After South Africa, the Russian Central Depository Partners China over Blockchain

October 25, 2016 20:06 UTC

A memorandum of understanding signed today sees Russia’s National Settlement Depository (NSD) and the China Securities Depository and Clearing Corporation Limited (CDSC) – both their respective countries’ central securities depositories – partner to develop blockchain applications in the post-trade space.

The partnership was announced today by the NSD, which has also engaged in a similar endeavor to develop blockchain solutions with the central securities depository of South Africa, in September this year.

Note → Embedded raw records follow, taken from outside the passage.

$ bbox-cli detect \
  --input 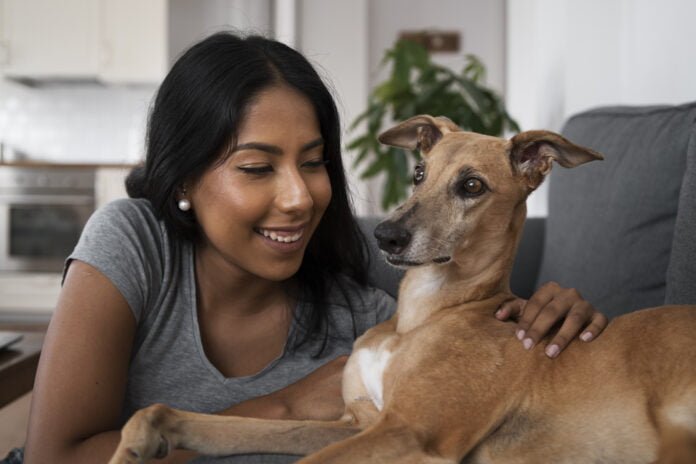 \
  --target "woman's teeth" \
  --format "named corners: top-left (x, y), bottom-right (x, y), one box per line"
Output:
top-left (257, 228), bottom-right (303, 243)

At the time, chairman of the NSD executive board Eddie Astanin was bullish on seeing the post-trade industry as the first avenue for blockchain-based disruption. While cryptocurrency enthusiasts will rightly point to blockchain’s proven use-cases with the likes of bitcoin, Astanin stated:

I think that post-trading may become the starting point of transition of the distributed ledger technology and blockchain from theory to practice.

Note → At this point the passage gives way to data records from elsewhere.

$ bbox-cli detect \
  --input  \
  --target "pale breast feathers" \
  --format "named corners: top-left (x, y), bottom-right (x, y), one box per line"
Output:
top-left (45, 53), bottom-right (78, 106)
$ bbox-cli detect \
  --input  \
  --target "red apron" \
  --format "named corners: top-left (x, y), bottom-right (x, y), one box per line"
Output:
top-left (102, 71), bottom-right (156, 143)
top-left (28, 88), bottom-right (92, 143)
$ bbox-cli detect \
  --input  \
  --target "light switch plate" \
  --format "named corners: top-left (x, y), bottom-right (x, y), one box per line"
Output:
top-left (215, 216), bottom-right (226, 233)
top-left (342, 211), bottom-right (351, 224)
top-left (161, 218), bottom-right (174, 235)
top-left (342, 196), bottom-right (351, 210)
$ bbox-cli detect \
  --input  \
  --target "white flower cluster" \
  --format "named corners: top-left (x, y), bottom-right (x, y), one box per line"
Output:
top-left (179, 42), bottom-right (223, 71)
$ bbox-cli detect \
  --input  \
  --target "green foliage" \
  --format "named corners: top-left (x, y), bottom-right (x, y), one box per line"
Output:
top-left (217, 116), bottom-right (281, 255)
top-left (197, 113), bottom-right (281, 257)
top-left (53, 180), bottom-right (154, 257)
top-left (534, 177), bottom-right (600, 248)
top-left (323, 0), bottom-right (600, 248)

The new collaboration has seen the two CSDs agree “to exchange experience and information” broadly while cooperating in settlement operations, information services and other facets of the post-trade industry.

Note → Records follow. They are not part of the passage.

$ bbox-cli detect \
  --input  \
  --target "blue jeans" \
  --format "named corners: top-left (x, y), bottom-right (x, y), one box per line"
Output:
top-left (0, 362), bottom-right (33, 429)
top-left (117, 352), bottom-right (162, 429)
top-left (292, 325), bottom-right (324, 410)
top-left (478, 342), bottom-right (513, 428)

Astanin underlined the importance of Asian markets for Russia’s integration of its post-trade infrastructure in the global financial ecosystem. He further revealed that the Bank of Russia and the People’s Bank of China – the countries’ central banks – will also facilitate users from the countries to gain “mutual access” to each other’s markets.

Astanin added:

Cooperation in the Fintech sphere will become an important element in our cooperation with CSDC. In particular, we agreed to coordinate our effort aimed at researching the opportunities for using the blockchain technology in the post trade sector.

Earlier this year, the NDS began testing blockchain solutions for a corporate e-proxy voting system, based on the NXT platform. A working prototype was developed before testing commenced over a four-month period which saw submission speeds of 80 voting instructions per second.

Similar efforts to leverage blockchain technology for e-voting applications have borne fruit. The most recent example is that of the Abu Dhabi Securities Exchange, which announced that it had already employed a blockchain-based platform wherein shareholders will be able to register votes relevant for annual general meetings by simply using a smartphone.